Silvina Ocampo sola, en marzo, en Mar del Plata, en 1961, contra una columna inamovible y un mar inconmovible de fondo. Casi la misma Silvina, un año después, en ese mismo balneario, calzando sus emblemáticas alpargatas y portando lentes empañados para mantener la realidad argentina a distancia. Silvina logrando ubicarse a la vez al costado y atrás de la estatua de un ángel. Silvina cubriéndose las piernas con un libro. Silvina en el 56 con un saco a botones de institutriz. Silvina leyendo en la cama, bajo un mosquitero de red, como si no hubiera terminado el siglo diecinueve.

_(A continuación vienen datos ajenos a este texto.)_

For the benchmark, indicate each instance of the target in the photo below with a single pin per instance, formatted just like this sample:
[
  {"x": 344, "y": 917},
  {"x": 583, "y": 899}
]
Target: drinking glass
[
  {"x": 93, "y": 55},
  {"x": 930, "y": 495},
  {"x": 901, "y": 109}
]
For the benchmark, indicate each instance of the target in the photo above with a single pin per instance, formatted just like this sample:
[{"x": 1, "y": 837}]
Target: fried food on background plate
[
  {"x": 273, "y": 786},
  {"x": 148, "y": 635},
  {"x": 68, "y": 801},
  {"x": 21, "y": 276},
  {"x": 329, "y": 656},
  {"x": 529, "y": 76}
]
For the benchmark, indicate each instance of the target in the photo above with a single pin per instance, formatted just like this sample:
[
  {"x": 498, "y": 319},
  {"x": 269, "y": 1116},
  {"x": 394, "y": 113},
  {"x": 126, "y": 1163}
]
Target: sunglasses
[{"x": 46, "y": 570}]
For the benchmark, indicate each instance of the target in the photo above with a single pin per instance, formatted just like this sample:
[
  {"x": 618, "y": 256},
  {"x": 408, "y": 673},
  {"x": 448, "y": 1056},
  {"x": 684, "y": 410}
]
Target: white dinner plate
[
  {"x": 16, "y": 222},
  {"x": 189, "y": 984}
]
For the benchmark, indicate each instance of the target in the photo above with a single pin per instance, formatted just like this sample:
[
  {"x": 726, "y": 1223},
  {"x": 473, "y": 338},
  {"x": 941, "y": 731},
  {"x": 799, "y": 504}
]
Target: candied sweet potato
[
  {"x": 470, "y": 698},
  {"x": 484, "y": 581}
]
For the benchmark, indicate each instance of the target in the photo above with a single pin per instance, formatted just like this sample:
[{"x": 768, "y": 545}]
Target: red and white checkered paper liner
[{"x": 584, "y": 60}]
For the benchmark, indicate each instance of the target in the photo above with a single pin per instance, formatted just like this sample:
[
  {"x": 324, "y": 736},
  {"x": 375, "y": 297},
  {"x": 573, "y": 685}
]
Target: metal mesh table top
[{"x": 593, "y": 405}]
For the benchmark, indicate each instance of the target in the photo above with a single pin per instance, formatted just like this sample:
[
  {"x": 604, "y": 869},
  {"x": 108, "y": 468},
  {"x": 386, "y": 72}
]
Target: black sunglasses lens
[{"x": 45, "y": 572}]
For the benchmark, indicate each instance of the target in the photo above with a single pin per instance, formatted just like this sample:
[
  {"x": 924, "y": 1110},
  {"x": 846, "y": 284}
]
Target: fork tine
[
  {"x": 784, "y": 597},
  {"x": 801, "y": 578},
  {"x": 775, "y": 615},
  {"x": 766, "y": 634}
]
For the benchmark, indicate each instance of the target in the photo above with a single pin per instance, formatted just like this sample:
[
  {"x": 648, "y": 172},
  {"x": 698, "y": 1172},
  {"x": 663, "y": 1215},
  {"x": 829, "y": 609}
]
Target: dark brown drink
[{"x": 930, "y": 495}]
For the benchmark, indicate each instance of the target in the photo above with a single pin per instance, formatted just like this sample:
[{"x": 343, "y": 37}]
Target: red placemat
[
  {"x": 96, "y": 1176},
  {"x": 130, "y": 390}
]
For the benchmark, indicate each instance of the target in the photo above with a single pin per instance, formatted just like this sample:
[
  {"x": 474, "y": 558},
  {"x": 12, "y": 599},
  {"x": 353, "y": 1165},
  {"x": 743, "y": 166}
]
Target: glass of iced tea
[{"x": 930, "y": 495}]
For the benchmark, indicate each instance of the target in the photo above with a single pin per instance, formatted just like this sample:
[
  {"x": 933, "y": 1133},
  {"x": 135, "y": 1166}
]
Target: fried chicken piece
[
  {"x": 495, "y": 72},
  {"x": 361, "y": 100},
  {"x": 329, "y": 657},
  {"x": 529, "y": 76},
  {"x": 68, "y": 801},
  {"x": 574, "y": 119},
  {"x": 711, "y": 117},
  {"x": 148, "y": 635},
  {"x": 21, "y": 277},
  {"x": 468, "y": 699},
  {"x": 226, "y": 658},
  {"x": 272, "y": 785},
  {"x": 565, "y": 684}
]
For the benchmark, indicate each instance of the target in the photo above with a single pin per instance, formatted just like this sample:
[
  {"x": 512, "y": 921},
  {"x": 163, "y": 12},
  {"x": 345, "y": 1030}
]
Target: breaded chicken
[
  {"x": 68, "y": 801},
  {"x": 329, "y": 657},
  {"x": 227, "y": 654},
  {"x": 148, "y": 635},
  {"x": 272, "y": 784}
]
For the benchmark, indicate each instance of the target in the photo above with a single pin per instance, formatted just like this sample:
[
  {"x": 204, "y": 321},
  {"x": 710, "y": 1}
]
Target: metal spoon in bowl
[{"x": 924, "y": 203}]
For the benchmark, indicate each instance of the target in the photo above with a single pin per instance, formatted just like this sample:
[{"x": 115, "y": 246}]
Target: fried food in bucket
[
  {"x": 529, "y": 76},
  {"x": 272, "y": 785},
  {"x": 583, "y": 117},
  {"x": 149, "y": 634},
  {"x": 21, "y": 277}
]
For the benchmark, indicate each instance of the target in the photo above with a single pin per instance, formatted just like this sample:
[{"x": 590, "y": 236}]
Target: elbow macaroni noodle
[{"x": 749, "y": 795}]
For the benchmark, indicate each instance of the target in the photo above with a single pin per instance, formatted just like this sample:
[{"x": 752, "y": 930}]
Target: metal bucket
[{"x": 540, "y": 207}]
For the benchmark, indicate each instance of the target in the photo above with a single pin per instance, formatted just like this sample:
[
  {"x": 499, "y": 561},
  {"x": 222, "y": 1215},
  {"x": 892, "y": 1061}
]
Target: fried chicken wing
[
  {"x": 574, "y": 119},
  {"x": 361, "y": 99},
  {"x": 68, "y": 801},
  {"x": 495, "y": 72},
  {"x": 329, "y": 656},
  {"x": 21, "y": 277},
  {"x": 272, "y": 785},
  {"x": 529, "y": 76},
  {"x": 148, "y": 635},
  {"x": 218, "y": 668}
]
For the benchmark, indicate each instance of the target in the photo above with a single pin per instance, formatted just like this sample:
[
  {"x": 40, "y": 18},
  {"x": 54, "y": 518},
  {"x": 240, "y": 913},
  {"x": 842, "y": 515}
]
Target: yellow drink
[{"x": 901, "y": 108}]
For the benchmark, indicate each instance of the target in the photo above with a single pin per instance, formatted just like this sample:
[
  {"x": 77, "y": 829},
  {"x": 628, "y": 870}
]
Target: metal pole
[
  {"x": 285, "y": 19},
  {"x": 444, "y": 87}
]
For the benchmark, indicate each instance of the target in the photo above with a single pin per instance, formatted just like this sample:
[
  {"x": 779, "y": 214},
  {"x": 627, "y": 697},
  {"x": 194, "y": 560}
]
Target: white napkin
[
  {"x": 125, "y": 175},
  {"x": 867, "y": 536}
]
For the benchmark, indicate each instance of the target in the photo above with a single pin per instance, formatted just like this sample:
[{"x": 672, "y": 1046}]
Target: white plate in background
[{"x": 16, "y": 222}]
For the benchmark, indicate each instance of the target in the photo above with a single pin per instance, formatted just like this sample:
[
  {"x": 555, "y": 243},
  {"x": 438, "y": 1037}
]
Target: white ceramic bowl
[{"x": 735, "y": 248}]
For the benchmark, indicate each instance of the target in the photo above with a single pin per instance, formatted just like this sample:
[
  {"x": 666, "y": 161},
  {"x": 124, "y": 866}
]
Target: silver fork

Adolfo Bioy Casares fue el excepcional narrador que sus lectores pueden seguir apreciando, pero también un valioso fotógrafo aficionado. Dejó retratos no sólo de su mujer Silvina Ocampo y de su hija Marta, sino también de su íntimo amigo Jorge Luis Borges, de colegas como José Bianco (un tintero Parker amenazando velar una página) y Beatriz Guido (collar y vestido blancos burlándose de una invención -el color en la fotografía- que pocos años después se adoptaría masivamente), y algunas más casuales de paseos por Buenos Aires, las más interesantes en tanto fotos.
Una composición -una competencia- de alturas entre árboles y estatuas en el parque Lezama. Un día del año 62, en el zoológico de Buenos Aires -justamente frente a la actual Feria del Libro- un león clava la vista en la lente desde la trastienda de su jaula. En la suya, un rinoceronte se arrodilla de manera incómoda, como María Elena Walsh frente a una chimenea. (Los tiempos se empatan en un presente compartido en una muestra de fotos, y algunas producen ecos extraños, como al ver a Silvina, Enrique Pezzoni, Alejandra Pizarnik, Edgardo Cozarinsky y Manuel Mujica Lainez montados sobre un león de piedra).
Dos peldaños y una puerta abierta en San Telmo un 12 de julio del 62. Ese mismo día y barrio, un hotel mínimo sin nombre en una esquina y dos chicos que escrutan la cámara. Un fotógrafo ambulante en el Rosedal, en noviembre del 63. (Las fechas consignadas eran relevantes para un diarista crónico como Bioy y llevaba un registro de los detalles técnicos de no pocas fotos: apertura de diafragma, tipo de película y velocidad).
Las máquinas de Adolfito
Si bien sacó fotos en viajes desde chico, la manía propiamente dicha -en un momento temió que reemplazara la de la literatura- le duró más o menos una década. Bastaron diez años para que por sus manos pasaran algunas de las mejores máquinas –Leica, Rolleiflex, Hasselblad y Voigtländer-, que le permitieron experimentar, entre otras cosas, tentadores claroscuros. Un ejemplo de esto puede verse en la iluminación expresionista que consiguió el 26 noviembre de 1960: Borges entrando a una sala y Peyrou esperando atrás de la puerta, los dos de traje y corbata. La puerta corta la imagen en dos y aventura la escena de un crimen imaginario.
Con otro falso efecto quizá buscó revelar las potencias de la transparencia en blanco y negro: su hija Marta afantasmada detrás de una ventana abierta. Algunas copias no ocultan una intención más risueña: Borges en San Telmo en el 74, delante de una prolija pintada que dice «Toque timbre y espere» (su lectura alcanza a críticos y herederos); Pezzoni y Mujica Lainez posando en el 65 como si fueran John Cassavetes y John Waters en Cañuelas.
Y alguna otra no exenta de cierta crueldad, como aquella en que una tarde de 1964 un Borges ya del todo cegato -de este lado de una ventana- proyecta la vista hacia un horizonte obturado, mientras desde el interior de esa casa lo contempla el atractivo inalcanzable de María Esther Vázquez (nada menos que por cuadriplicado, ya que tres retratos de ella en papel fotográfico están adheridos al cristal).
En la tradición inaugurada por Lewis Carroll y al igual que Juan Rulfo, Kobo Abe, Philip Larkin y Claude Simon, entre otros, Bioy Casares ya forma parte del curioso y esquivo elenco de escritores-fotógrafos. Pero acaso más que cualquiera de ellos, su obra se vio venturosamente asediada por los problemas y las promesas de la imagen, como puede estimarse desde La invención de Morel a La aventura de un fotógrafo en La Plata. Su Borges, su Wilcock y sus diarios ratificaron que estábamos ante un retratista nato. La fotografía le prestó una virtud adicional: el irrefutable pudor del silencio.
«El lado de la luz». Muestra fotográfica de Adolfo Bioy Casares. Feria del Libro de Buenos Aires. Hasta el 13 de mayo.